Take my story, for example. Like many of my colleagues, the tech life found me. At that time, approximately three and a half years ago, I was leading KPMG's corporate marketing team across the country, with more than 15 years of experience in marketing and communications and an anticipated marketing and communications career path mapped out. When I was then asked to consider changing direction and take on the role of Managing Director of Digital, it was a tough choice. The prospect of building out a new digital area for the firm made me apprehensive, especially given that I would be going into the role without the deep technical experience I thought I'd need to excel. At the same time, I was curious about the bold new territories I'd be exploring and recognized that diving into this tech role could be an opportunity to learn and grow.
Three years later, I'm confident I made the right choice. Yes, there was a learning curve, and, true, it did take some time to shake off the "imposter syndrome" that comes with every bold career move. I grew a greater appreciation for the transferrable skills that served me well in my new role, and, fortunately, I had access to mentors, a great network, and internal resources that continue to support my journey to this day. Thanks to this good fortune, I've had the opportunity to take KPMG's digital presence and capabilities to the next level and led a passionate team in digitally transforming our brand, building market-leading digital solutions, and augmenting capabilities across the firm.
I'm so proud to see my peers achieve similar success in their own tech-oriented careers. Michelle Cannon, for example, is a valued member of KPMG's Tax Transformation and Intelligent Delivery & Innovation teams, whose affinity for learning new technologies and digital skills has benefitted her clients and colleagues. "I try to pick at least two new areas of technology that I want to dive into each year and dedicate time to learning in those areas," Michelle told me. "I usually try to tie my learning to something that I am currently working on or put in some overtime to start a pet project that incorporates the skills I am learning so that I can get hands-on experience as I grow my knowledge."

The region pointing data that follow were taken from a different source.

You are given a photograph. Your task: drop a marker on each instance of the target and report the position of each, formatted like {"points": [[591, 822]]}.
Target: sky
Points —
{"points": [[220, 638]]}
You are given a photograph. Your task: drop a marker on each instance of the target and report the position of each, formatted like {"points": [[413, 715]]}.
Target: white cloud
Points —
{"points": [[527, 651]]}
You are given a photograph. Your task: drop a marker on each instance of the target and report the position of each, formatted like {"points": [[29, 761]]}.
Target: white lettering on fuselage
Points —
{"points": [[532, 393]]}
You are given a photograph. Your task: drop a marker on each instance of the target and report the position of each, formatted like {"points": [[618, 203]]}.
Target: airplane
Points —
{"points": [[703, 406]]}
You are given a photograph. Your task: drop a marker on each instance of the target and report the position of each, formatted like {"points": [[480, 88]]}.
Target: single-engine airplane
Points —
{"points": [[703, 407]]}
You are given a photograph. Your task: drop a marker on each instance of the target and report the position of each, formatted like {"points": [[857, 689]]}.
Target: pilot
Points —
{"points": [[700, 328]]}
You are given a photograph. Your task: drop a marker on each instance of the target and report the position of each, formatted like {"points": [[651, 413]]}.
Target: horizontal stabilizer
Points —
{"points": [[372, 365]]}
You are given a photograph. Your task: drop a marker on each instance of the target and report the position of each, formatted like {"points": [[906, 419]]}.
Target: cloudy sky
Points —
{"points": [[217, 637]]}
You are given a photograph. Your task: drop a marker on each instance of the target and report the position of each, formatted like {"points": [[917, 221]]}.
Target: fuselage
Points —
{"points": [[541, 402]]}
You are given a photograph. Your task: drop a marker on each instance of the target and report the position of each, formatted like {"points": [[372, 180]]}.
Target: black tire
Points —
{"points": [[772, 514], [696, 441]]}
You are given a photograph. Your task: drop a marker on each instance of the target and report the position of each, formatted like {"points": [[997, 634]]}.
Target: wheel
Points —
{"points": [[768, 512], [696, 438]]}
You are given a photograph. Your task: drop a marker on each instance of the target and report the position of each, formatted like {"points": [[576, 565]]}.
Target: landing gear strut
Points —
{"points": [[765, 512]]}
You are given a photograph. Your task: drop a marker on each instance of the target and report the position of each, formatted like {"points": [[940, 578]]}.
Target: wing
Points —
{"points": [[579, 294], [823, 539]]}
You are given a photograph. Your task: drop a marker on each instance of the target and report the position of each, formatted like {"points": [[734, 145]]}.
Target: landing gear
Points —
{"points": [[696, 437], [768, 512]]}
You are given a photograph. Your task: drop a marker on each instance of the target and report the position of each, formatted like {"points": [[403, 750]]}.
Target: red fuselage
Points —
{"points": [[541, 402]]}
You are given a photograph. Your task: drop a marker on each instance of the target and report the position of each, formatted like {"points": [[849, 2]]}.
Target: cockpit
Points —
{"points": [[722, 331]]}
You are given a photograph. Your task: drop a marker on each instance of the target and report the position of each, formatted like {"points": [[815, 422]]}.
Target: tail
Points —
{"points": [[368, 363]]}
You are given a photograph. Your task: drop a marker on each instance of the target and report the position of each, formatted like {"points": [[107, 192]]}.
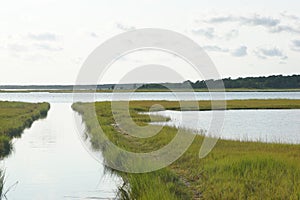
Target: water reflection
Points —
{"points": [[280, 126], [49, 162]]}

Today, Michelle applies her passion for self-learning to building technology solutions that improve the efficiency of our client's tax functions and enhance KPMG's internal processes. Beyond developing a new internal tool used by colleagues across the country, she has worked on a multi-disciplinary team to build a solution requiring the explanation of complex tax concepts to developers with no tax experience. These rewarding endeavours are driven by a growth mindset and the ability to work in an environment where personal growth is valued.
Michelle and I are alike in that she, too, is extremely thankful for the mentors that have lined her path. We also share a belief that good things happen when we step out of our comfort zones, especially when it means entering foreign digital territories.

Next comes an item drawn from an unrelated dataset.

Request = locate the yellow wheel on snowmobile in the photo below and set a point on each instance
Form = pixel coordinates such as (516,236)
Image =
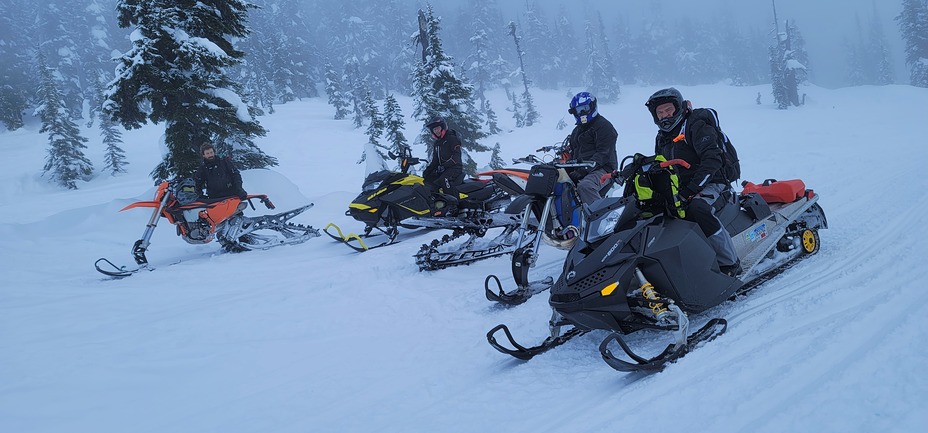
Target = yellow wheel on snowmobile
(810,241)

"Don't be afraid to take a non-traditional career path," she says. "In moving into my current role, I gave up some of the more traditional tax advisory experience that one would otherwise get in an accounting firm. While this is not the traditional path, I don't regret it for a second, as I am able to contribute through my current role in a way that would have taken much longer to achieve otherwise."

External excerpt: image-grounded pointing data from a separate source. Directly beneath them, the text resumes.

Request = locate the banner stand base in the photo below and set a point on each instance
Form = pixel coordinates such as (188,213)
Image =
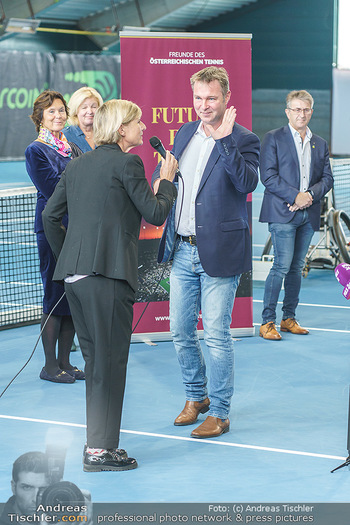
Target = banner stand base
(152,337)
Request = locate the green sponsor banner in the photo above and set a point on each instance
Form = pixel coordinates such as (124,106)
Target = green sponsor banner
(23,75)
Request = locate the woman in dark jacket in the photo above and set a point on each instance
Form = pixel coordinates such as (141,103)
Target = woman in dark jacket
(46,158)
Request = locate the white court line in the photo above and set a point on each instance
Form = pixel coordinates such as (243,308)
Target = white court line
(310,304)
(318,329)
(181,438)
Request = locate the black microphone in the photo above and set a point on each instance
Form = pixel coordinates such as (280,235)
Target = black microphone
(156,143)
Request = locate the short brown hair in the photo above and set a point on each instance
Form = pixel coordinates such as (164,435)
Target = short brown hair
(208,74)
(300,95)
(44,101)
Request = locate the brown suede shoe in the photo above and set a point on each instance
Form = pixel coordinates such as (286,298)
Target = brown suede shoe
(190,413)
(268,331)
(292,325)
(211,427)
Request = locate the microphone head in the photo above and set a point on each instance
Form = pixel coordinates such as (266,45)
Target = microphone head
(155,142)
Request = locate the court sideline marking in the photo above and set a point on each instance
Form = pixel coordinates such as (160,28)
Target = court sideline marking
(182,438)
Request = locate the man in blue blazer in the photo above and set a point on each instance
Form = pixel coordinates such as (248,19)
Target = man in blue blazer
(296,173)
(218,160)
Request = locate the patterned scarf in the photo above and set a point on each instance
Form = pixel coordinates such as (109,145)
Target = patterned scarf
(60,145)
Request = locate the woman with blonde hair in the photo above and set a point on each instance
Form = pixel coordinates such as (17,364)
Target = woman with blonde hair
(82,105)
(106,193)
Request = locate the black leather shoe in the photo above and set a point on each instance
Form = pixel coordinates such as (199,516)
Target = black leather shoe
(119,451)
(60,377)
(76,373)
(110,460)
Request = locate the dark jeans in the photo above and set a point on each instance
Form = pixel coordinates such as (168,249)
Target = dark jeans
(290,242)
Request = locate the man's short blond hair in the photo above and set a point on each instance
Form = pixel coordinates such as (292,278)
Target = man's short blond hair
(208,74)
(110,116)
(300,95)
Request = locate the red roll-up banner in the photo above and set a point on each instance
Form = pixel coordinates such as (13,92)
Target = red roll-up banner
(155,74)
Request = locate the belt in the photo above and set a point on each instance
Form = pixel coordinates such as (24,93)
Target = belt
(192,239)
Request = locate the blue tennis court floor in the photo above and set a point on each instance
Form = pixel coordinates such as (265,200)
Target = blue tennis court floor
(289,413)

Then there are the women for whom tech has always been second nature—or, for Ravy Por, a second language entirely. As Executive Director and Leader of KPMG's Lighthouse Quebec, Ravy's exposure to coding, mathematics, and advanced analytics started from a childhood desire to make sense of a (then) foreign world.
"My family came to Canada as refugees to escape genocide," she says. "In elementary school, I only spoke Cambodian and didn't speak English and French until I was seven. What I did do was learn math as a second language, because math is universal. It helped me understand things around me and feel less alone."
A coder since she was nine years old, Ravy went on to study mathematics and data science. Today, she uses her skills to wield advanced analytics, artificial intelligence, cloud solutions, and any number of innovations to help clients in their own "analytical evolution." For Ravy, a tech career has been a way to build on a life-long passion and to improve the lives (and livelihoods) of others.
"We didn't have money growing up, so I saw how learning to code and embracing science and technology could open doors," she says. "That's the approach I bring to my job now: helping people achieve more and receive better experiences through tech and analytics."
Ravy shares her values with a diverse team at the Lighthouse hub in Quebec. And like Michelle and me, she continues to advise other women at the firm on their own career journeys, counselling them to keep learning and connecting with like-minded professionals.
"It's really important to go through this journey with people who share your background and experiences," she says. "Especially as women, since not long ago I didn't see a lot of diversity in these positions."
These stories are only a handful of those I've had the pleasure of learning about through my work at KPMG. Through initiatives like the KPMG Women in Technology Community and Women Talk Tech podcast, which features even more stories about diverse KPMG women in tech, I'm encouraged to see that the opportunities for women in technology are as diverse as the talented individuals who pursue them.